I’ve been a hobbyist data scientist for a couple years. When I heard that Google BigQuery has some public data sets available to anyone I wanted to dive in and see what I could explore and discover. BigQuery is great for this kind of data tinkering since you don’t have to know any data science tools like R, Octave, Matlab, or SciPy. If you know SQL and have a Google account you’re good to go.
The Data Set
One of the public data sets is the natality data set. This data set lists all the births in the 50 states and DC between 1969 and 2008. The set comes from the CDC which collates the data from the different vital statics offices throughout the US.
The data set contains columns for the data you’d expect like:
- weight (in pounds)
It also includes information about the parents that would be useful in studying health trends in the US and such as:
- mother’s age
- father’s age
- whether the mother used alcohol or cigarettes during the pregnancy
Finally it includes some information about the baby:
- gestation (in weeks)
- apgar scores (1 min and 5 min)
- plurality (whether the child has a twin or triplet, etc)
Looking at the data I had a bunch of random questions like “What percentage of babies born in Seattle in 2000 had parents born elsewhere?” And “how many babies are born away from the state where their mother lives?”
The one question that stuck with me the most though was “Are multiple births more common now than in the past?”

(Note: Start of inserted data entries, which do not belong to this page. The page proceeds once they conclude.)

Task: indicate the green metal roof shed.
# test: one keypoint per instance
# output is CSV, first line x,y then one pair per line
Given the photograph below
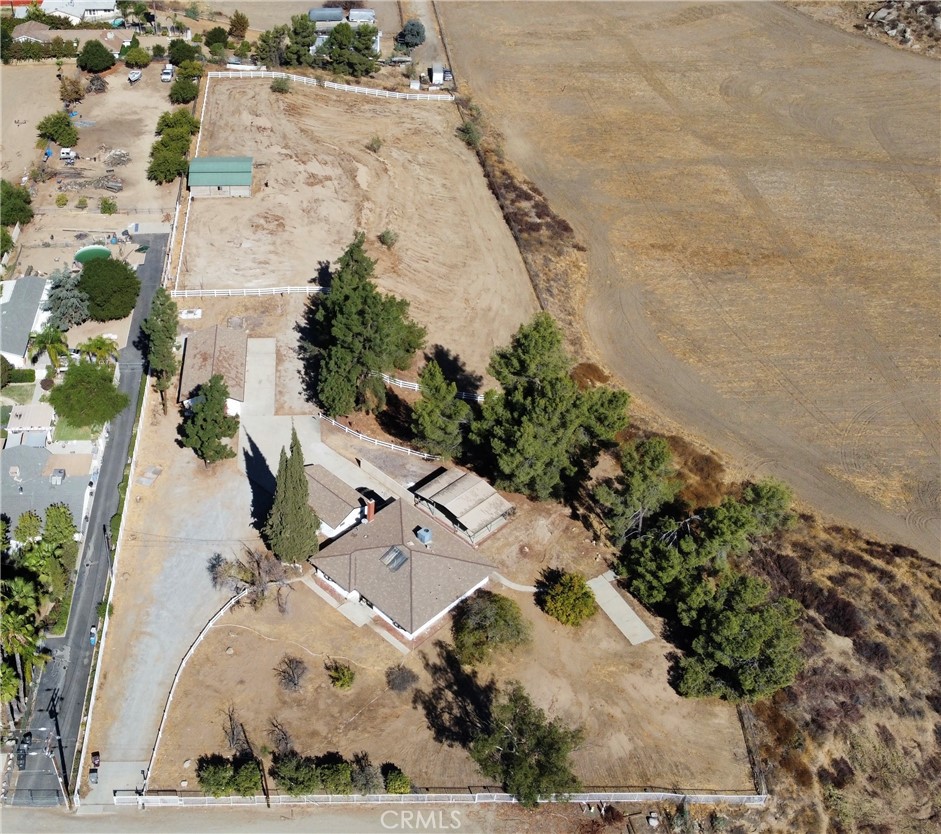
x,y
223,176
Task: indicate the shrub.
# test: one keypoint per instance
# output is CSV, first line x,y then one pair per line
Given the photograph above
x,y
567,597
15,204
95,57
183,91
341,675
470,134
112,288
58,128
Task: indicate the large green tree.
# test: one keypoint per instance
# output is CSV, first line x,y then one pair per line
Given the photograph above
x,y
112,288
748,643
358,332
485,622
87,396
537,430
648,480
95,57
526,751
14,204
439,419
66,303
291,528
206,424
349,50
161,329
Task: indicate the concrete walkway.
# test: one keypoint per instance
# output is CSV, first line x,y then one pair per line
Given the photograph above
x,y
618,611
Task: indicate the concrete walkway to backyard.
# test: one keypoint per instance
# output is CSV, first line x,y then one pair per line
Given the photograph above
x,y
617,609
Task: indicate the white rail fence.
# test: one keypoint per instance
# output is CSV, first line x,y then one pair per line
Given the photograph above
x,y
384,444
414,386
309,290
332,85
175,800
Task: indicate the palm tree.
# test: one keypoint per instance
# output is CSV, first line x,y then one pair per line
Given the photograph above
x,y
99,349
51,341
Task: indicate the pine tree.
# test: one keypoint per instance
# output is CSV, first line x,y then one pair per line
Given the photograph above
x,y
161,328
207,423
291,529
439,418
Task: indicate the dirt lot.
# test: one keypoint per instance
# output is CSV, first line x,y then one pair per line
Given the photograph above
x,y
639,731
759,197
455,260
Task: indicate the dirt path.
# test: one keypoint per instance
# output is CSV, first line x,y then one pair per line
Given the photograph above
x,y
759,196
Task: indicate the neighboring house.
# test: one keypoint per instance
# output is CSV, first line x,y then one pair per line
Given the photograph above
x,y
471,505
218,350
220,176
325,19
21,313
338,505
34,479
81,11
31,425
407,568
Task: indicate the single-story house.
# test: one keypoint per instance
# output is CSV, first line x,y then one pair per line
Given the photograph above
x,y
21,313
337,504
220,176
82,11
31,425
362,17
402,565
325,19
218,350
470,504
30,479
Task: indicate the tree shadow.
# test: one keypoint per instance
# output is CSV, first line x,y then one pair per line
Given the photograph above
x,y
262,482
454,369
396,417
548,578
458,704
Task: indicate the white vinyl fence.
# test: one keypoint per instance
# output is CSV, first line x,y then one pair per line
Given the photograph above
x,y
332,85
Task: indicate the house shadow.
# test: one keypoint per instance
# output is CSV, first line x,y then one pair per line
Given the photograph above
x,y
454,369
458,705
262,482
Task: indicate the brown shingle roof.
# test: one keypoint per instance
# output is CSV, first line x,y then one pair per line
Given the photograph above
x,y
427,584
218,350
332,499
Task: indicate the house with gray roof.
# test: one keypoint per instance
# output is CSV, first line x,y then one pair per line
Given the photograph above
x,y
33,479
20,314
404,566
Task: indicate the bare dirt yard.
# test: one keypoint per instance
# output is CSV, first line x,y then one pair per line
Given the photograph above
x,y
455,260
759,195
639,732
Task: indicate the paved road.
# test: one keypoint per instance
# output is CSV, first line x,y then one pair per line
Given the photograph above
x,y
60,692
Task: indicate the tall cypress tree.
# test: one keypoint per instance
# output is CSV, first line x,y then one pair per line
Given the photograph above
x,y
291,529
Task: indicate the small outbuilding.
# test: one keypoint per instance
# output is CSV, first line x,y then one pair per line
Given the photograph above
x,y
221,176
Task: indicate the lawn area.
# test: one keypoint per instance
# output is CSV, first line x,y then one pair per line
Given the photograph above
x,y
66,431
21,393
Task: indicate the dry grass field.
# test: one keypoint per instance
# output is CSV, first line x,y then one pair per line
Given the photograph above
x,y
455,260
759,196
638,731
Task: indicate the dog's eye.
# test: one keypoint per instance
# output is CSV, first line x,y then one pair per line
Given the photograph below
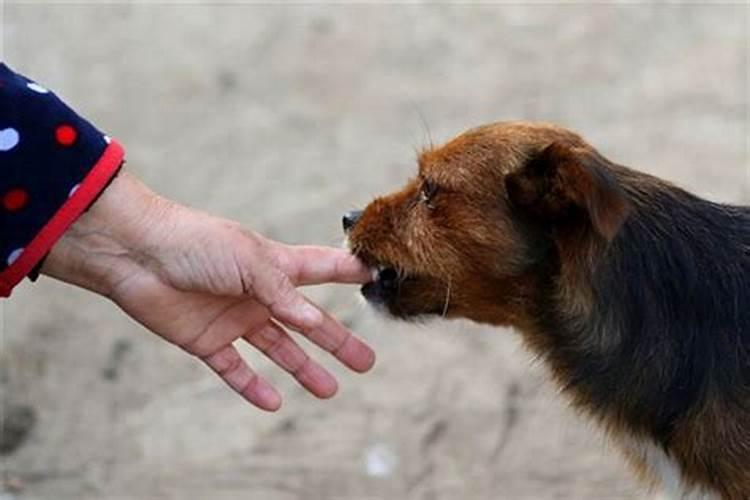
x,y
427,191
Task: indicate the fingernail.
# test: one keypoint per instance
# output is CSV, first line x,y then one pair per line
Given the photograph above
x,y
271,398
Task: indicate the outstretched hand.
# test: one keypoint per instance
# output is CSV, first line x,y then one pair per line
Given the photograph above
x,y
202,283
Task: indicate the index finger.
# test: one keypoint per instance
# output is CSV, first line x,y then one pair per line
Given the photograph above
x,y
314,265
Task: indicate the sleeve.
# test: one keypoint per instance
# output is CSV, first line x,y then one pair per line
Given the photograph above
x,y
53,165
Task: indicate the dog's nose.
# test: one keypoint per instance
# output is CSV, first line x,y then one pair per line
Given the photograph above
x,y
350,218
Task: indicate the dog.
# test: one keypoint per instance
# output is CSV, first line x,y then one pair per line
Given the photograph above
x,y
633,291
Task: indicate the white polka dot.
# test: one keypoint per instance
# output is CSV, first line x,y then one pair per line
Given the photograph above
x,y
37,88
14,255
8,139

I hear this a lot in the news and from friends who work in the health industry. There seems to be cultural acceptance of the fact that fertility drugs have increased multiple births in recent years. Since this data set spans so many years it seemed like I could finally back this common assumption up with data.
The first query I wrote was just to figure out what the highest plurality recorded was.
SELECT count(*) as total, plurality FROM [publicdata:samples.natality] GROUP BY plurality;
Which yields this result:
A surprising number of the records have no plurality. I wondered if that data hadn’t be collected in some states or some years so I ran this query.
SELECT count(*) as total, year FROM [publicdata:samples.natality] WHERE plurality IS NULL GROUP BY year;
This accounts for all the rows with missing plurality data so it appears that plurality info wasn’t collected until 1971. I can work with that and so I’ll just ignore records without plurality data going forward.
I didn’t exactly know how to extract the records I wanted so I just looked at the plurality data for one year.
SELECT count(*) as total, plurality FROM [publicdata:samples.natality] WHERE plurality IS NOT NULL AND year = 1975 GROUP BY plurality;
Finally, I used an old SQL trick to get the counts for each year, grouped by plurality, in one row. Doing a group by of both year and plurality also works but it gives multiple rows for each year which is harder for programs like Google Sheets and Numbers to graph.
SELECT year, count(*), sum(case when plurality = 1 then 1 else 0 end) as singleton, sum(case when plurality = 2 then 1 else 0 end) as twins, sum(case when plurality = 3 then 1 else 0 end) as triplets, sum(case when plurality = 4 then 1 else 0 end) as quads, sum(case when plurality = 5 then 1 else 0 end) as quints FROM [publicdata:samples.natality] WHERE plurality IS NOT NULL GROUP BY year;
Here’s a graph showing the raw number of singleton, twin, triplet, etc births as recorded in the data set. I had to use a log scale so that you can actually see anything but the singletons.
The slope for all the multiple birth lines seems to be steeper than that of the singleton birth line. Twins and triplets especially have noticeably increased. I find it interesting that since about 2000 the rate of higher order multiples (triplets or more) has actually decreased a bit.
I didn’t do any sort of statistical significance testing on the data so I can’t reach any actual conclusions but playing with the data set was fun and I got a better feel for BigQuery. The data from the summary query above is here as a csv if you want to play with it. You can also try it yourself from the BigQuery Homepage.
The code from this post is available on github and is licensed Apache v2.